As time went on and I grieved Rachel’s death, I got stronger and stronger. But let me tell you, time does not heal. I have never worked harder in my life than the first two years of grieving. It truly takes something. If I had just sat around waiting for time to heal, I would still be lying on my living room floor in the fetal position howling like a wounded animal. In my experience, healing is a verb, which implies action.
The Road to Recovery
My world was shattered. It felt like I was putting together pieces of broken glass. I was desperate to have the life I used to have. Yet, that was impossible because my world used to have Rachel in it, and now she was gone.
I decided that after Rachel died, I would survive life, take it passively and make the best of it. I walked through life with that attitude and outlook, in the first year and at times, I just wanted to lay down and not wake up. Death at times seemed like a viable option, but then I chose life. And it is a choice.
I decided my life was going to be full of joy, happiness and laughter. And I decided Rachel’s death was not going to define who I was but shape me into who I become. My circumstances would no longer determine how my life went; I would be doing that.
In 2008, my ex-husband died by suicide, and it has been devastating to my son Shawn. From my own grief work that I had done with regards to the divorce, I was complete with my ex-husband and was able to host a memorial service for him and honour this man, and a life that mattered and is a demonstration of love and forgiveness in front of my (at the time,) 16-year-old son. I continued to support Shawn while he worked through his grief.
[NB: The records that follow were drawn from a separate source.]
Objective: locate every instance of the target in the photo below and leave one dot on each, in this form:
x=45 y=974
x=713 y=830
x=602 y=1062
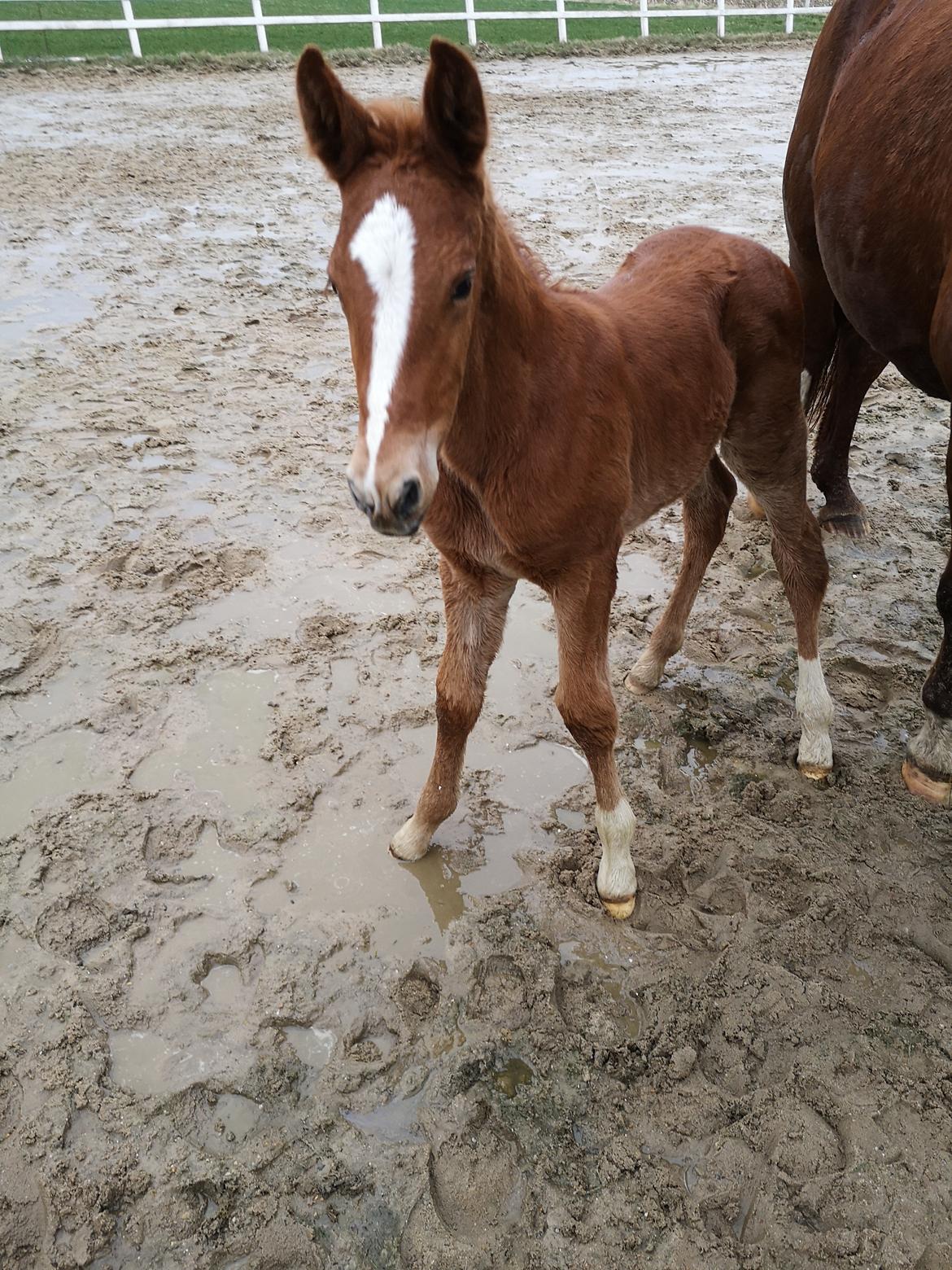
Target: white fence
x=637 y=11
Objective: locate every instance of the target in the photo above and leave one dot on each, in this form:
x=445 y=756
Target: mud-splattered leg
x=928 y=768
x=476 y=603
x=706 y=510
x=582 y=605
x=839 y=395
x=773 y=465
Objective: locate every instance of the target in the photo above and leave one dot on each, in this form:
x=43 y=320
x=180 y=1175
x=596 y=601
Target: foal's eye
x=462 y=287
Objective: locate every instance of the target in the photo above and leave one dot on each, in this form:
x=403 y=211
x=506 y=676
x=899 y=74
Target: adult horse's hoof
x=933 y=789
x=618 y=909
x=410 y=843
x=849 y=525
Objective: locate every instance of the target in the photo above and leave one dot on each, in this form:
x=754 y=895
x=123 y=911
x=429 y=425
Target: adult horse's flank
x=531 y=427
x=868 y=202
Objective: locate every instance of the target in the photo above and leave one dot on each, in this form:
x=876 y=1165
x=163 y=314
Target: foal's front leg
x=475 y=603
x=582 y=605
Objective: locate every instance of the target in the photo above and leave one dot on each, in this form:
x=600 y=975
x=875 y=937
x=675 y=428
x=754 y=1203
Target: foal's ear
x=337 y=126
x=453 y=109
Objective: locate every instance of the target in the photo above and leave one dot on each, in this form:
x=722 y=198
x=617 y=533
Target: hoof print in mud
x=499 y=993
x=72 y=927
x=418 y=993
x=473 y=1206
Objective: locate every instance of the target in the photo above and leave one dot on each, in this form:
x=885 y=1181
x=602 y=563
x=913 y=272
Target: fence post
x=560 y=22
x=262 y=31
x=471 y=23
x=133 y=34
x=376 y=24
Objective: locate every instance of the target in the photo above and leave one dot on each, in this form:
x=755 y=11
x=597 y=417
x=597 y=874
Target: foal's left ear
x=452 y=106
x=337 y=126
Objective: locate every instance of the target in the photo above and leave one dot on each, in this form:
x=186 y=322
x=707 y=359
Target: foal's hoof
x=755 y=507
x=933 y=789
x=814 y=771
x=410 y=843
x=849 y=525
x=618 y=909
x=644 y=676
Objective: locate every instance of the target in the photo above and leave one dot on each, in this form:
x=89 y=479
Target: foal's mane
x=400 y=138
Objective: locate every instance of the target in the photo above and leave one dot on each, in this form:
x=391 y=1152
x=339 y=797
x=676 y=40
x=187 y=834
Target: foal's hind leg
x=839 y=392
x=705 y=512
x=476 y=603
x=771 y=460
x=582 y=606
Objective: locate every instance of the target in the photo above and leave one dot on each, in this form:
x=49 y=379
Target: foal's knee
x=591 y=716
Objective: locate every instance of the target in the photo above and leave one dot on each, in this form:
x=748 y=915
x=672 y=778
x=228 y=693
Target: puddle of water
x=338 y=863
x=213 y=738
x=146 y=462
x=59 y=701
x=233 y=1119
x=512 y=1076
x=276 y=610
x=640 y=576
x=570 y=819
x=52 y=769
x=394 y=1122
x=146 y=1062
x=31 y=306
x=312 y=1045
x=609 y=975
x=701 y=755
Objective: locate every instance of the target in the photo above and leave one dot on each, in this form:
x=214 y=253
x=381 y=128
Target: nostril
x=409 y=499
x=362 y=503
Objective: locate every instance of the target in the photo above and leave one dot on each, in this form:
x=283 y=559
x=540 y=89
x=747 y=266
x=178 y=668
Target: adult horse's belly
x=882 y=186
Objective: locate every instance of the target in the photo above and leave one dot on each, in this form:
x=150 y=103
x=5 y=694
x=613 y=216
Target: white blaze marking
x=383 y=245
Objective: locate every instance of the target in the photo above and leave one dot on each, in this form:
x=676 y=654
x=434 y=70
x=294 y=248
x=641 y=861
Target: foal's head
x=404 y=265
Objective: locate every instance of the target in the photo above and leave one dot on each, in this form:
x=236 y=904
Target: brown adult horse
x=530 y=428
x=868 y=202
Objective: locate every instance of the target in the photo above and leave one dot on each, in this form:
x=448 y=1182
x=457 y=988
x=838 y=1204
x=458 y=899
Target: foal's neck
x=512 y=331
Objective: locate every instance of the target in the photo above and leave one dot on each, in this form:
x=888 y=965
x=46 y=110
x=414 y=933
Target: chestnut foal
x=528 y=428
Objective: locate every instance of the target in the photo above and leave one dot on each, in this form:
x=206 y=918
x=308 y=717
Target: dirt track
x=233 y=1031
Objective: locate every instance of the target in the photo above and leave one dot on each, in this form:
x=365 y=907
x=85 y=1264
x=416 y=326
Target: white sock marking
x=815 y=710
x=383 y=244
x=616 y=873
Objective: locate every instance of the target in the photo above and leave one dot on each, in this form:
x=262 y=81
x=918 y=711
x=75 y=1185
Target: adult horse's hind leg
x=771 y=460
x=582 y=606
x=705 y=510
x=838 y=394
x=928 y=768
x=476 y=603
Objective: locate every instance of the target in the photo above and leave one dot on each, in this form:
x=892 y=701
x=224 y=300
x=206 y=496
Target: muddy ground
x=235 y=1033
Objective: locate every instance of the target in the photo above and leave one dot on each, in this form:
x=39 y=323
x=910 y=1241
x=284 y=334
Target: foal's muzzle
x=398 y=516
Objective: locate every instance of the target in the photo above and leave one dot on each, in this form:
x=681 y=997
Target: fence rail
x=640 y=13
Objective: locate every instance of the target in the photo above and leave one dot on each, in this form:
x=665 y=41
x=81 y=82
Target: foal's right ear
x=453 y=108
x=337 y=126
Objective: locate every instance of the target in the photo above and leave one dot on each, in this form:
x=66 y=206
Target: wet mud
x=234 y=1031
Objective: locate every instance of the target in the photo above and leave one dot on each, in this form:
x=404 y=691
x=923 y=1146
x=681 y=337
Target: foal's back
x=700 y=315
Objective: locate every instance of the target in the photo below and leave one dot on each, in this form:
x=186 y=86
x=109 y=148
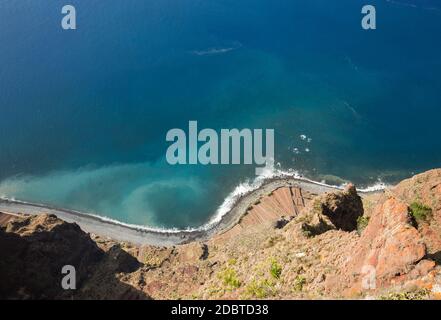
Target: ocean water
x=84 y=113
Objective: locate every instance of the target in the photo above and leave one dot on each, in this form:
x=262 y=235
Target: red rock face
x=425 y=188
x=388 y=249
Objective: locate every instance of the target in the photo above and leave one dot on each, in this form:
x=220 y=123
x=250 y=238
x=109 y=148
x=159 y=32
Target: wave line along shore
x=141 y=235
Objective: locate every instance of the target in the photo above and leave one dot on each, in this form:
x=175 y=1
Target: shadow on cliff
x=34 y=250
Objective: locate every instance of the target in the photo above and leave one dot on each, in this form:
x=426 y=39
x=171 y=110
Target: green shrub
x=275 y=269
x=362 y=223
x=422 y=294
x=260 y=289
x=229 y=278
x=419 y=211
x=299 y=282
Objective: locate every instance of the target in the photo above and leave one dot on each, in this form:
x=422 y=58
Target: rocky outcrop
x=291 y=244
x=389 y=249
x=35 y=249
x=333 y=211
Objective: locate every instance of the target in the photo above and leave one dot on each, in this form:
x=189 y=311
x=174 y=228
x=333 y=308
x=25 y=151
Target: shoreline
x=140 y=235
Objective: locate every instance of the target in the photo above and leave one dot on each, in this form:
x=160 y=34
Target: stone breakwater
x=143 y=235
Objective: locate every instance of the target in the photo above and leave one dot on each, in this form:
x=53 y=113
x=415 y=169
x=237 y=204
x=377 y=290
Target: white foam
x=229 y=202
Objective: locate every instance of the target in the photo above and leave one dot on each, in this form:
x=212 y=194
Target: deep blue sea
x=84 y=113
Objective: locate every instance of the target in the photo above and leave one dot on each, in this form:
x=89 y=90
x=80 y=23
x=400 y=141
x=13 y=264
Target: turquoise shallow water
x=84 y=113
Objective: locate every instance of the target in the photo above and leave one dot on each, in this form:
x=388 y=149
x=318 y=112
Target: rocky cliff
x=336 y=245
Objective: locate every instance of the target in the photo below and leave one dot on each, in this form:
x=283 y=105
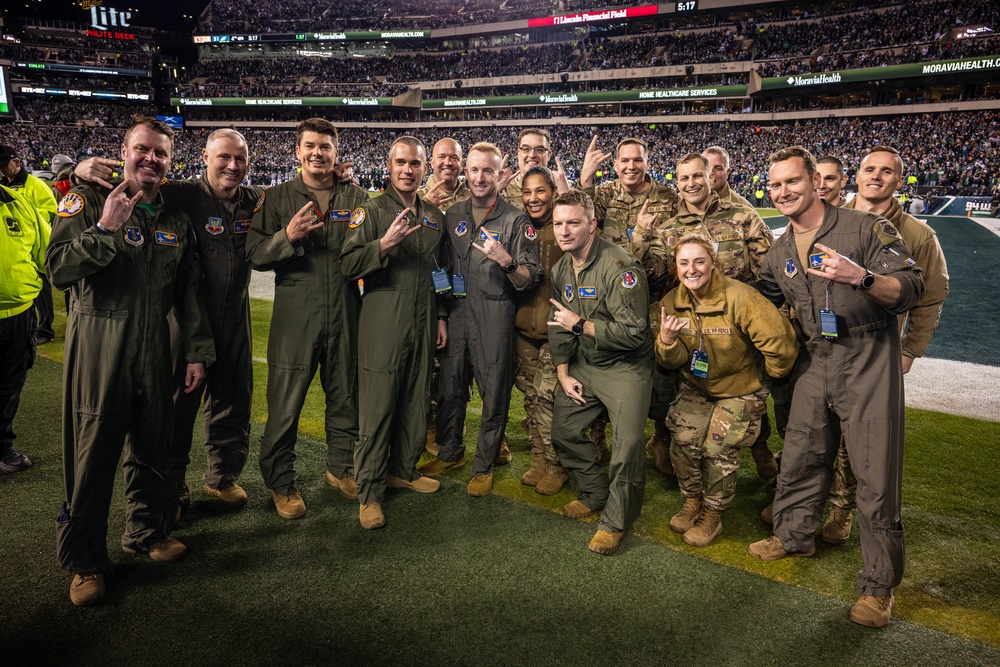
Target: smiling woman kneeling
x=728 y=341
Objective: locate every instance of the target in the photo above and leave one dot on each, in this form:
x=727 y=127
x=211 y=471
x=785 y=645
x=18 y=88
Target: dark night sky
x=163 y=14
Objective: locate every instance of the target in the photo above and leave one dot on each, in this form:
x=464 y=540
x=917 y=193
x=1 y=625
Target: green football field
x=506 y=580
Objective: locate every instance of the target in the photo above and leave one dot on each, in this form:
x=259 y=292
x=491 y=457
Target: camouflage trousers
x=707 y=435
x=844 y=488
x=536 y=378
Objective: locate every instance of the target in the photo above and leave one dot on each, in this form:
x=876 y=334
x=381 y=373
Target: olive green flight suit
x=615 y=370
x=481 y=328
x=118 y=379
x=221 y=229
x=852 y=386
x=399 y=322
x=313 y=324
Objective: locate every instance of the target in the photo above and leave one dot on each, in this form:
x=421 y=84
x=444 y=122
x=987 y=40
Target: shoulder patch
x=166 y=238
x=70 y=205
x=357 y=218
x=885 y=231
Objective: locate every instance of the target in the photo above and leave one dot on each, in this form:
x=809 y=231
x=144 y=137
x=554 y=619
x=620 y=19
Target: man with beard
x=297 y=231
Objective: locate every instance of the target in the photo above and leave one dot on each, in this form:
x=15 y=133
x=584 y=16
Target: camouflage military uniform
x=741 y=240
x=536 y=373
x=746 y=340
x=616 y=210
x=512 y=193
x=461 y=193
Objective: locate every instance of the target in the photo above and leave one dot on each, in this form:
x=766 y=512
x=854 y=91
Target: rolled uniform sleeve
x=772 y=334
x=923 y=318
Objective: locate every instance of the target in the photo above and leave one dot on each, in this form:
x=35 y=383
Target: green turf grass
x=497 y=580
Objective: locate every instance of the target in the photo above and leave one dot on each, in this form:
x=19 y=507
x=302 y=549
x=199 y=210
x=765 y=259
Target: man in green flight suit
x=603 y=350
x=297 y=231
x=127 y=260
x=394 y=244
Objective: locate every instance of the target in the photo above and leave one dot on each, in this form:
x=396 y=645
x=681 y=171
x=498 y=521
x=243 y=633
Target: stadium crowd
x=956 y=152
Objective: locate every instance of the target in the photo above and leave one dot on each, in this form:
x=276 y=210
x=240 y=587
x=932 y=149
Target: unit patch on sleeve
x=166 y=238
x=357 y=218
x=70 y=205
x=133 y=236
x=214 y=226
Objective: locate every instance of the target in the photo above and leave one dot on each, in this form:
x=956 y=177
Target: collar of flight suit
x=651 y=193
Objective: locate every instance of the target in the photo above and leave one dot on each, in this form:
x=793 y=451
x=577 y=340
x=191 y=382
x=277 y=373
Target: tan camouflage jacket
x=512 y=193
x=616 y=210
x=741 y=240
x=461 y=193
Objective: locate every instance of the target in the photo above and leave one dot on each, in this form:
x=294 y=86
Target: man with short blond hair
x=720 y=167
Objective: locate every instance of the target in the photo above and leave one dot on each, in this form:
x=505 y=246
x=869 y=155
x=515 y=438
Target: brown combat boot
x=606 y=542
x=577 y=510
x=767 y=515
x=534 y=473
x=684 y=520
x=657 y=448
x=371 y=516
x=86 y=589
x=705 y=529
x=553 y=481
x=503 y=456
x=873 y=611
x=767 y=466
x=837 y=528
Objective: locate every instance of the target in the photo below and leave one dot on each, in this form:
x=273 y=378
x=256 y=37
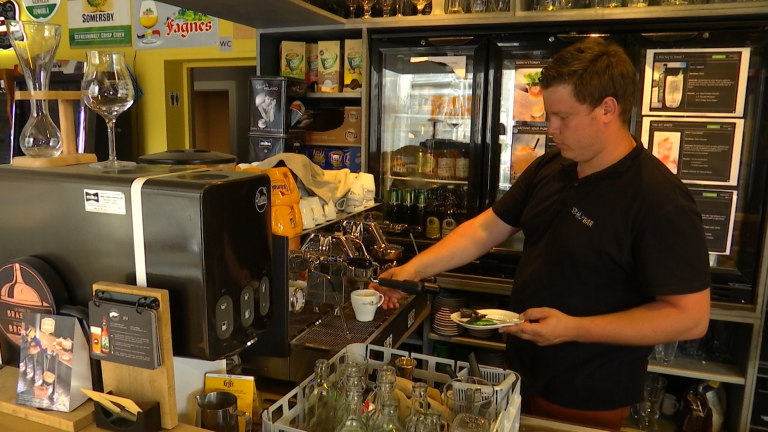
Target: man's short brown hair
x=596 y=69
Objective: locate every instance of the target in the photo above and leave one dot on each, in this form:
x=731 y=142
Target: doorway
x=219 y=109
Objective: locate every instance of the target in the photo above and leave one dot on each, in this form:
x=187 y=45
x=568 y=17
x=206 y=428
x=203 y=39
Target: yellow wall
x=159 y=71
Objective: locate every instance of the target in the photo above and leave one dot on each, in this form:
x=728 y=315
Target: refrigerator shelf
x=318 y=95
x=428 y=180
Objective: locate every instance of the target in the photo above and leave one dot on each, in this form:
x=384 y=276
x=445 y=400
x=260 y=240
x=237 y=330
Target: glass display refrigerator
x=440 y=103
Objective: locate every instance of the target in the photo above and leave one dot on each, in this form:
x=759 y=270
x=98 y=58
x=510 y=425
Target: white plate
x=490 y=313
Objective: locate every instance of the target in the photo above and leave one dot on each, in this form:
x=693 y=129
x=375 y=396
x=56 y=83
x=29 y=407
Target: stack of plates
x=491 y=358
x=442 y=308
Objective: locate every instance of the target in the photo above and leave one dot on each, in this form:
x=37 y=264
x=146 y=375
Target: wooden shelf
x=492 y=343
x=707 y=370
x=317 y=95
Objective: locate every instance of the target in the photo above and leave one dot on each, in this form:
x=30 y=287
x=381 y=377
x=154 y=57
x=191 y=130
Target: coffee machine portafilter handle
x=410 y=287
x=80 y=313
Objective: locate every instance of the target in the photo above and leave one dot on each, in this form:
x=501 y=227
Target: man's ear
x=608 y=110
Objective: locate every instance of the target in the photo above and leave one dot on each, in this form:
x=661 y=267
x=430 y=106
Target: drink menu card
x=124 y=334
x=718 y=208
x=709 y=82
x=701 y=151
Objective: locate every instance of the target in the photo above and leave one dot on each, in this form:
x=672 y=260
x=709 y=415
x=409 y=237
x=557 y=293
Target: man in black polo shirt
x=614 y=260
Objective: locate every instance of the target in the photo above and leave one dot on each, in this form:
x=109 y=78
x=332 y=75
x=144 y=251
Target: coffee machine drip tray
x=315 y=340
x=329 y=334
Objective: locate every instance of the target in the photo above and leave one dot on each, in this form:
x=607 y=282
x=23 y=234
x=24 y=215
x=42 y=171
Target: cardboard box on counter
x=293 y=61
x=329 y=77
x=353 y=65
x=346 y=133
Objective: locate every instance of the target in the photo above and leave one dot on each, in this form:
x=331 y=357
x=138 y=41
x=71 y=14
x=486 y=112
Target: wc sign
x=225 y=44
x=8 y=11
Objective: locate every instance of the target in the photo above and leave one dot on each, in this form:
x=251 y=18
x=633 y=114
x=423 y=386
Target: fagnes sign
x=8 y=11
x=158 y=25
x=99 y=23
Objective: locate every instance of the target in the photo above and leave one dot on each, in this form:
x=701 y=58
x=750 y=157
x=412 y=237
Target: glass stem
x=111 y=133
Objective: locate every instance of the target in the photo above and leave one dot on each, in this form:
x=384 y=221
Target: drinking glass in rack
x=367 y=5
x=107 y=90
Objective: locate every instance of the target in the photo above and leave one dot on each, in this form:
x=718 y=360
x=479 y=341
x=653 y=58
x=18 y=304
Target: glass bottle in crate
x=431 y=422
x=353 y=413
x=387 y=420
x=419 y=406
x=319 y=406
x=385 y=391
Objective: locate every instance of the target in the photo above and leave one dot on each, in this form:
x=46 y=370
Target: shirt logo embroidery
x=580 y=216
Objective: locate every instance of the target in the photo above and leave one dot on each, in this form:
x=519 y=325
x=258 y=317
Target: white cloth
x=329 y=185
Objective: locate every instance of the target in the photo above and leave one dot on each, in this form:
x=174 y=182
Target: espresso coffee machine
x=204 y=236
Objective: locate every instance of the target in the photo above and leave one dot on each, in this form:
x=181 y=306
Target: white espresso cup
x=365 y=303
x=669 y=405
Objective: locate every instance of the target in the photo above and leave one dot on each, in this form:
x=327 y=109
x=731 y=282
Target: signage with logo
x=99 y=23
x=8 y=10
x=42 y=10
x=27 y=285
x=159 y=25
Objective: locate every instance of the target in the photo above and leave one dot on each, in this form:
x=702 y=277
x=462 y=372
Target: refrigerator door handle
x=671 y=36
x=575 y=37
x=450 y=41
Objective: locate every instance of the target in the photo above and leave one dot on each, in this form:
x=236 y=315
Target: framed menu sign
x=701 y=151
x=708 y=82
x=718 y=210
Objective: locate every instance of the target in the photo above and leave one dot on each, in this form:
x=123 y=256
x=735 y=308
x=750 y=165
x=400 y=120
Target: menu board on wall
x=708 y=82
x=718 y=210
x=99 y=23
x=701 y=151
x=158 y=25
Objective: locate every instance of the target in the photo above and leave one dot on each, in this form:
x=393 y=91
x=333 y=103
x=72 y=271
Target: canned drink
x=335 y=158
x=317 y=155
x=352 y=159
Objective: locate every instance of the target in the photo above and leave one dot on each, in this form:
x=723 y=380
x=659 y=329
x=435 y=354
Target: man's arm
x=466 y=243
x=668 y=319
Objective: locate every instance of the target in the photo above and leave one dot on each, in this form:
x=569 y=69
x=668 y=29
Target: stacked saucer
x=444 y=305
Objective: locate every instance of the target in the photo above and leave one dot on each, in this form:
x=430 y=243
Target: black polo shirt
x=605 y=243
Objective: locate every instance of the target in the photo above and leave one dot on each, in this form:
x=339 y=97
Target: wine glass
x=107 y=89
x=367 y=4
x=419 y=5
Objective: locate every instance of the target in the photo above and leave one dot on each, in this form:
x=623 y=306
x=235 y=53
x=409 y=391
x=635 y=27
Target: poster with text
x=528 y=143
x=701 y=151
x=697 y=81
x=95 y=23
x=718 y=211
x=42 y=10
x=527 y=99
x=159 y=25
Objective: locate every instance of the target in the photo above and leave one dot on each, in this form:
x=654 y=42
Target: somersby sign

After eight years, I closed my cleaning business. This was when I decided to return to the corporate environment and stepped back into leadership roles. I really enjoyed it. Also, I continue to do public speaking, authored a grief healing workbook called My Good Grief – Healing from Loss, facilitate one-on-one grief workshops, help with mental health training for the Ontario Junior Hockey League and discuss mental health in the Workplace Workshops for various companies. I advocate for people being Free To Be REAL and to help them reclaim their lives in the face of loss so they can fulfill their dreams with joy in their hearts.